You’ve likely been hearing about software bill of materials (SBOMs) over the last few years along with the importance of software transparency for vulnerability management, licensing risk, and other use cases.
At some point, though, you may have started to explore generating and/or consuming SBOMs — and quickly realized things were a bit more complex than you had initially thought.
One of the biggest areas of confusion revolves around SBOM formats and specifications, such as CycloneDX and SPDX, that are used to create and share SBOM information.

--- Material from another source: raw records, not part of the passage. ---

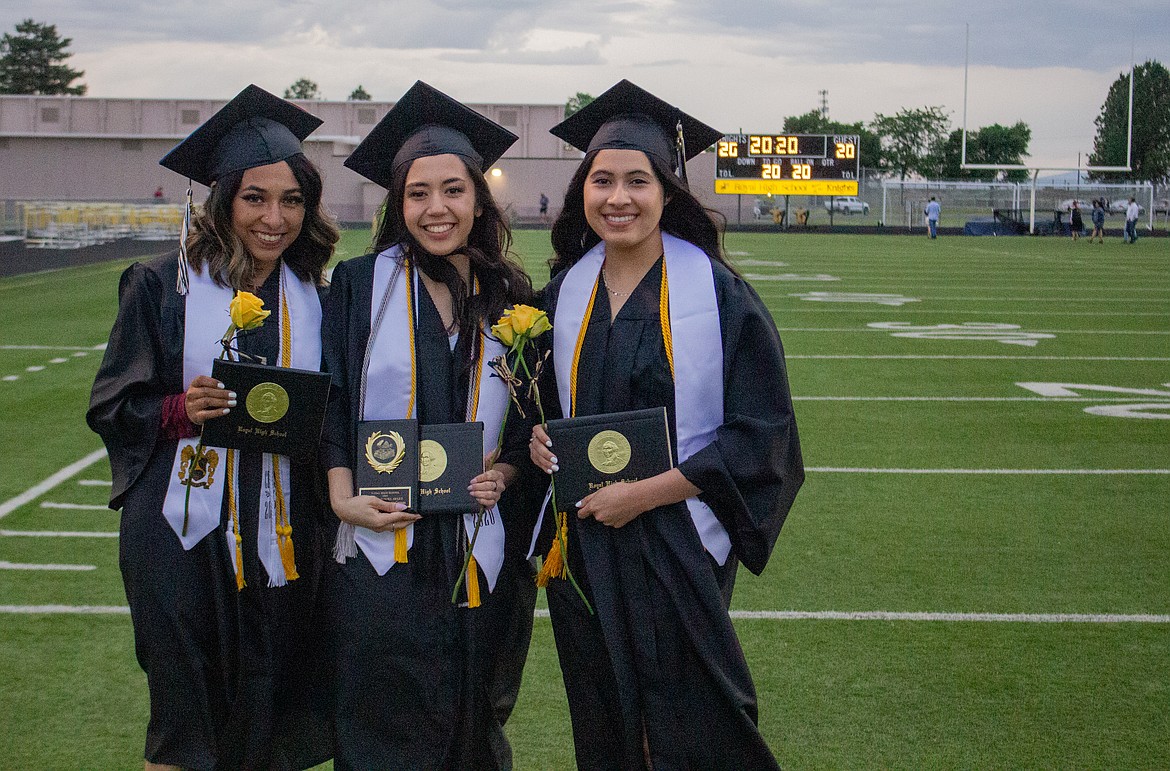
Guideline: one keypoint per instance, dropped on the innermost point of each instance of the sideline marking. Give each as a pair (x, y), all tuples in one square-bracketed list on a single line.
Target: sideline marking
[(81, 507), (33, 493), (119, 610), (57, 534), (1046, 399), (978, 357), (752, 615), (846, 469), (895, 615), (7, 565)]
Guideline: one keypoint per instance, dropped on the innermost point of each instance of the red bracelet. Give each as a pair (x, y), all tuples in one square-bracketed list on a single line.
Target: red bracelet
[(174, 422)]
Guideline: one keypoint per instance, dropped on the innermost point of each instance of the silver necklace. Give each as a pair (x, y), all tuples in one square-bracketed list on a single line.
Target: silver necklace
[(616, 294)]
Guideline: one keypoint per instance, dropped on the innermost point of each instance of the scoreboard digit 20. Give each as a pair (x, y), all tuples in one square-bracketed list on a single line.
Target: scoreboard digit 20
[(787, 164)]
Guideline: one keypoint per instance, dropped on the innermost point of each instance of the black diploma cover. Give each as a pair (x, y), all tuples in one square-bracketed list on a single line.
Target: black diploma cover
[(279, 410), (596, 451), (387, 461), (449, 456)]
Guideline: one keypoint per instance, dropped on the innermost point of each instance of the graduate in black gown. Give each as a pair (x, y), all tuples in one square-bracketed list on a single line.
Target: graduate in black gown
[(228, 655), (405, 337), (647, 312)]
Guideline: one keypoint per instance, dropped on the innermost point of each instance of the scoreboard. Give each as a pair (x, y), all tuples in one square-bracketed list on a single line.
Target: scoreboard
[(787, 164)]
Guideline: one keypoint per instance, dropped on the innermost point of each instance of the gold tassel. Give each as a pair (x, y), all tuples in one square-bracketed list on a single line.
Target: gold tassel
[(288, 558), (283, 525), (473, 583), (553, 565), (239, 562), (400, 545)]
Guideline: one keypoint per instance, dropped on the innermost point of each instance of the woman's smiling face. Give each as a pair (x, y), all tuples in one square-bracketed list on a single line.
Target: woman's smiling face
[(439, 204)]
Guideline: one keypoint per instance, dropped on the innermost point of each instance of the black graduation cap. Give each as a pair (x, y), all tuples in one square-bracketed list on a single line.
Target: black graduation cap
[(627, 117), (254, 129), (427, 122)]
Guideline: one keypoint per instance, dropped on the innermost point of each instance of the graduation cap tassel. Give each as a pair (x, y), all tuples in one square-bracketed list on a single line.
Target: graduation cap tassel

In its simplest form, an SBOM needs to convey a set of basic metadata about the software it describes. These baseline data fields are frequently referred to as the “Minimum Elements” of an SBOM. (Organizations that sell into federal government agencies or are otherwise regulated by certain federal government agencies are required to produce SBOMs that include these elements. Other organizations may not be bound by the same requirements, but it’s still a best practice and industry standard to do so.)
The minimum data fields are as follows:
The reality is that unless you are concerned with the regulatory compliance of your SBOM such as government procurement or FDA requirements, you can still derive value from even a partial SBOM. It’s also noteworthy that these seven fields can be expanded on with additional references, cryptographic hashes and other information useful for supply chain use cases. The minimum elements are just a starting point.
But does it matter whether you use SPDX, CycloneDX, or another specification? We will get to that in just a few moments, but let’s first explore what these specifications are.
SPDX
SPDX, or Software Package Data Exchange, is an open standard for communicating licensing and SBOM minimum elements as described above. It’s the only specification that is recognized as an ISO standard in the form of ISO/IEC 5962:2021, which describes the state of SPDX in version 2.2.1. As such, SPDX is the only SBOM specification that has undergone this rigorous standards development process, but it’s also important to note that this space is evolving rapidly, far more quickly than standards development can keep pace with.
SPDX is also the oldest of these SBOM formats, and in its early days, it was largely intended for open source licensing use cases. In fact, SPDX has been around since at least 2011, far longer than many have been talking about SBOM for cybersecurity.
The latest published version is 3.0, which was released in April 2024. SPDX 3.0 makes major breaking changes to the data specification to dramatically improve the state of the industry, including such concepts as profiles across Licensing, Security, Build, Usage, AI, and Dataset use cases, along with more flexibility in relationship modeling, additional simplicity, and promotion of PURL (Package URL), which will help improve SBOM accuracy and data quality by standardizing component naming).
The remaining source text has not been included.